D’autres personnalités reposent également ici, telles que Ben Sékou Sylla (ancien président de la CENI), Soriba Sorel Camara (ancien gouverneur de Conakry), Elhadj Soulaymane Wansan Bah (ancien imam de Coronthie), les chanteurs Aboubacar Demba Camara et Sory Kandia Kouyaté, les anciens joueurs du Hafia 77 comme Morciré Sylla et Mamadou Aliou Keïta dit N’Jo-Léa, mais aussi des Chinois, comme Tien Jen Kie et Chin Erh Yin, martyrs décédés lors de la construction du Palais du Peuple.
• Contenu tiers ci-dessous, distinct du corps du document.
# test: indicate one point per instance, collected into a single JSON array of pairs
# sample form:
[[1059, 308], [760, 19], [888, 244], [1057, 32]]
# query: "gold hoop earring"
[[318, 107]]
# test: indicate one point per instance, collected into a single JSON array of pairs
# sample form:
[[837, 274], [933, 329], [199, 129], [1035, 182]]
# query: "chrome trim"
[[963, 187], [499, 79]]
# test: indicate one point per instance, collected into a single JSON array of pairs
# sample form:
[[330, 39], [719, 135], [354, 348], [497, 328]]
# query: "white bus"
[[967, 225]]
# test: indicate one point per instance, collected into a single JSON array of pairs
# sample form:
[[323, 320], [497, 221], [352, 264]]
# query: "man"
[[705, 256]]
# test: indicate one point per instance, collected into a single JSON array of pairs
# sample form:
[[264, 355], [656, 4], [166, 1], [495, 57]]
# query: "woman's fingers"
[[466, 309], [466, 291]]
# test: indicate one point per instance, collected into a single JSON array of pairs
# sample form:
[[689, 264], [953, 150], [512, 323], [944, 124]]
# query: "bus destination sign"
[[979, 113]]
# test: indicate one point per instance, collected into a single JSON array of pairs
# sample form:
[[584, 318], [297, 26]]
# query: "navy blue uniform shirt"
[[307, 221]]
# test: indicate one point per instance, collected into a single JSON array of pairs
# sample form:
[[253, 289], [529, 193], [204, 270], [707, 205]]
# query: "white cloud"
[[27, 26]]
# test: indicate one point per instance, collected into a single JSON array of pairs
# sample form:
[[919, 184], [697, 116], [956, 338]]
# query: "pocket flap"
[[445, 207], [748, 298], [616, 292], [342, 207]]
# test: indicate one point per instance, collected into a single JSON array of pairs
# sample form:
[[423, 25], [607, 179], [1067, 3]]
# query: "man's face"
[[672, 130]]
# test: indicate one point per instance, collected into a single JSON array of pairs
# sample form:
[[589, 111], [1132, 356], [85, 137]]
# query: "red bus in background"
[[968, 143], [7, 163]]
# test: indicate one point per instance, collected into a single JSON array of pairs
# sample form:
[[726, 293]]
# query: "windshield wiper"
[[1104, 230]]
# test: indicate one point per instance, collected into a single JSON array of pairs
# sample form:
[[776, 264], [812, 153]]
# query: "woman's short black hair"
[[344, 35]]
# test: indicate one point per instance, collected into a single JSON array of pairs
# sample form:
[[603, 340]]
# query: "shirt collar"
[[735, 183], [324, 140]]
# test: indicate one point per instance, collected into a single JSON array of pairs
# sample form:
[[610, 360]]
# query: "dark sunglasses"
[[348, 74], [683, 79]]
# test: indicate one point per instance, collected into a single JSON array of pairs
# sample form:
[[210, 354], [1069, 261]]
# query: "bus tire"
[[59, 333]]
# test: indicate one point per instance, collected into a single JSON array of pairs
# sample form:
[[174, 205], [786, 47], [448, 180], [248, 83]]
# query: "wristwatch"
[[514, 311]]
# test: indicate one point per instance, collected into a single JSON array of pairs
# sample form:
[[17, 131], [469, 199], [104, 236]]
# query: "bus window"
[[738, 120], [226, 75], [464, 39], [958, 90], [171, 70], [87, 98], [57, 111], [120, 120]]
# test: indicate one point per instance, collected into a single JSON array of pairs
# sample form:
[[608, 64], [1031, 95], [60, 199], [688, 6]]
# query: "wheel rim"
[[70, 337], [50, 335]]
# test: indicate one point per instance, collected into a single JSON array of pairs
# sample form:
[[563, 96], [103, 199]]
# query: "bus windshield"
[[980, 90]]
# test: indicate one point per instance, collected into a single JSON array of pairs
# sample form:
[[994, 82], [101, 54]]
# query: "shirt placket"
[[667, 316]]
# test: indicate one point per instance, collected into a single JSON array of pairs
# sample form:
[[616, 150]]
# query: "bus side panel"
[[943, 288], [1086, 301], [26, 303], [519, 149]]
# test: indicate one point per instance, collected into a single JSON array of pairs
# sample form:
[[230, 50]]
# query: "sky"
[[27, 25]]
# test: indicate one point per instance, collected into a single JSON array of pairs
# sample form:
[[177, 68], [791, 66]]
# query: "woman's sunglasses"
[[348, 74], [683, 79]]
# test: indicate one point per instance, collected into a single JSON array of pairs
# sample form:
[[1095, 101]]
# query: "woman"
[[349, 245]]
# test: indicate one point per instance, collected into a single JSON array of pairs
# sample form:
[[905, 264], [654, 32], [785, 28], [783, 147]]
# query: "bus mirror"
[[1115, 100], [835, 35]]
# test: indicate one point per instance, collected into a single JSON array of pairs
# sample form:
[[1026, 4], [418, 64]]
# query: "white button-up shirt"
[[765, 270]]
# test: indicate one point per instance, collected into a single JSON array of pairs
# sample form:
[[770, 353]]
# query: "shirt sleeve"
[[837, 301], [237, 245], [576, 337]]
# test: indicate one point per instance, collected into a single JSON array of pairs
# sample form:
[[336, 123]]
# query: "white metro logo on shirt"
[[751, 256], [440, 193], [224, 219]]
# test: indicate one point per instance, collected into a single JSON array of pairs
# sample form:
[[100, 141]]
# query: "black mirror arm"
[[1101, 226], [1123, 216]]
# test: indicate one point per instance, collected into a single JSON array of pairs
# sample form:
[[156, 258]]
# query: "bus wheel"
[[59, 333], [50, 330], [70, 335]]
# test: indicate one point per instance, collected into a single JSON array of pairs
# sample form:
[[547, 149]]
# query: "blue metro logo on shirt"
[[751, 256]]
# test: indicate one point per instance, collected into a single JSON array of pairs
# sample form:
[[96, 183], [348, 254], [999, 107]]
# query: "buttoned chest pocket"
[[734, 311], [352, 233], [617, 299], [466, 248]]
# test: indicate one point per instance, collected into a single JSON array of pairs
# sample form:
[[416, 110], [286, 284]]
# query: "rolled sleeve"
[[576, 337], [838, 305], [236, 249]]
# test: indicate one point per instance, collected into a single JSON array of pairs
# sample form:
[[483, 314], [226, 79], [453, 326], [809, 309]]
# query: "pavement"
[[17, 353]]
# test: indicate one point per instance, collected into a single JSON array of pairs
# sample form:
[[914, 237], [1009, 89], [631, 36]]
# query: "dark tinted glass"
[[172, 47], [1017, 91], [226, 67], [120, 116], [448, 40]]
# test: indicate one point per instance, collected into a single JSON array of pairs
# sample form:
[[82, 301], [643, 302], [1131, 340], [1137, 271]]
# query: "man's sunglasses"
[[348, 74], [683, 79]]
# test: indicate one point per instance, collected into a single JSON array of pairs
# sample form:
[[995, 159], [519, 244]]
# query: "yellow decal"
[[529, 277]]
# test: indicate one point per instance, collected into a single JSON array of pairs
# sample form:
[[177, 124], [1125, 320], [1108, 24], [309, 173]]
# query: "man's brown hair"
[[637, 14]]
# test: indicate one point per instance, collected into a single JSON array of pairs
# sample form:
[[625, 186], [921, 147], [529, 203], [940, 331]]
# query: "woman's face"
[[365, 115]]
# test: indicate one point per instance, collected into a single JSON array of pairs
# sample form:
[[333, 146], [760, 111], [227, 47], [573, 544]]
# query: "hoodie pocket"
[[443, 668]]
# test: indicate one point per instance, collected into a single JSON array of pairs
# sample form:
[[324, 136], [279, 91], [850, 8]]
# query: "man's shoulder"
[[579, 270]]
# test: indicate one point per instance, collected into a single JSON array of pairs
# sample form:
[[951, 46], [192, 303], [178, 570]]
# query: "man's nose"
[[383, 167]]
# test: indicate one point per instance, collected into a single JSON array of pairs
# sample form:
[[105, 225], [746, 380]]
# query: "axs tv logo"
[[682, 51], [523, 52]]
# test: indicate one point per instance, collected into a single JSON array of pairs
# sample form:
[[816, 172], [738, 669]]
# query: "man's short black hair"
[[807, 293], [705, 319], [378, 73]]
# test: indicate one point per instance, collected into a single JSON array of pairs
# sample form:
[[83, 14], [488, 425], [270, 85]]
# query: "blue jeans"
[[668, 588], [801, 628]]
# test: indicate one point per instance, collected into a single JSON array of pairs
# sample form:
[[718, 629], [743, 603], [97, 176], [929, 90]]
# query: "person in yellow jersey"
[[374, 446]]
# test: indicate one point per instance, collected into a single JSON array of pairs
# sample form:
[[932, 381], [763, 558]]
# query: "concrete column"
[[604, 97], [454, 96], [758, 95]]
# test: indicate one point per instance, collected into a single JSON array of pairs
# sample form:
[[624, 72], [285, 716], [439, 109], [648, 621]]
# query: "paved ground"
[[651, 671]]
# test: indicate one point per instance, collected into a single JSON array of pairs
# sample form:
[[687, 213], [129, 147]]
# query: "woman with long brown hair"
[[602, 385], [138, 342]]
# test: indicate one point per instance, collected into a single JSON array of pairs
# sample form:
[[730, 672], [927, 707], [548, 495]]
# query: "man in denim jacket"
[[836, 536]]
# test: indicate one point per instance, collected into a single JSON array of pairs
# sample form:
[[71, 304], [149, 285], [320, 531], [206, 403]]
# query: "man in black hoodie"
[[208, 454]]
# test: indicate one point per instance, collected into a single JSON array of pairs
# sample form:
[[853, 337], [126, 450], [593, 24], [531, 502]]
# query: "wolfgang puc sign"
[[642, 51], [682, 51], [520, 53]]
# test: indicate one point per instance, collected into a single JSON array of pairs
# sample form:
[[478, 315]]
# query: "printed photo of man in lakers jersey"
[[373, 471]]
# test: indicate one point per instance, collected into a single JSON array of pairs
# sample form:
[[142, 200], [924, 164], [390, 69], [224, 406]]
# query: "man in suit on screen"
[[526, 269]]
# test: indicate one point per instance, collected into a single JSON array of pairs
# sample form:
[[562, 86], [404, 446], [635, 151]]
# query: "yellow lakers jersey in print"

S’il existe un forage (offert par Mamadouba Sankhon, ancien directeur général du port autonome de Conakry), une mosquée (construite par un homme d’affaires) et un bureau pour l’administrateur, un besoin urgent demeure : améliorer les conditions de vie du personnel. Ces travailleurs, pour la plupart, déclarent percevoir 650 000 GNF par mois, soit à peine plus que le SMIG. Il serait aussi souhaitable, comme cela se fait dans d’autres pays, de dénombrer, identifier et numériser les personnes enterrées, pour une meilleure gestion des archives. Enfin, l’État, qui doit envisager de fermer ce cimetière, devrait également proposer des solutions de relogement aux familles vivant dans des abris précaires à proximité, contraintes de cohabiter avec les morts faute de mieux.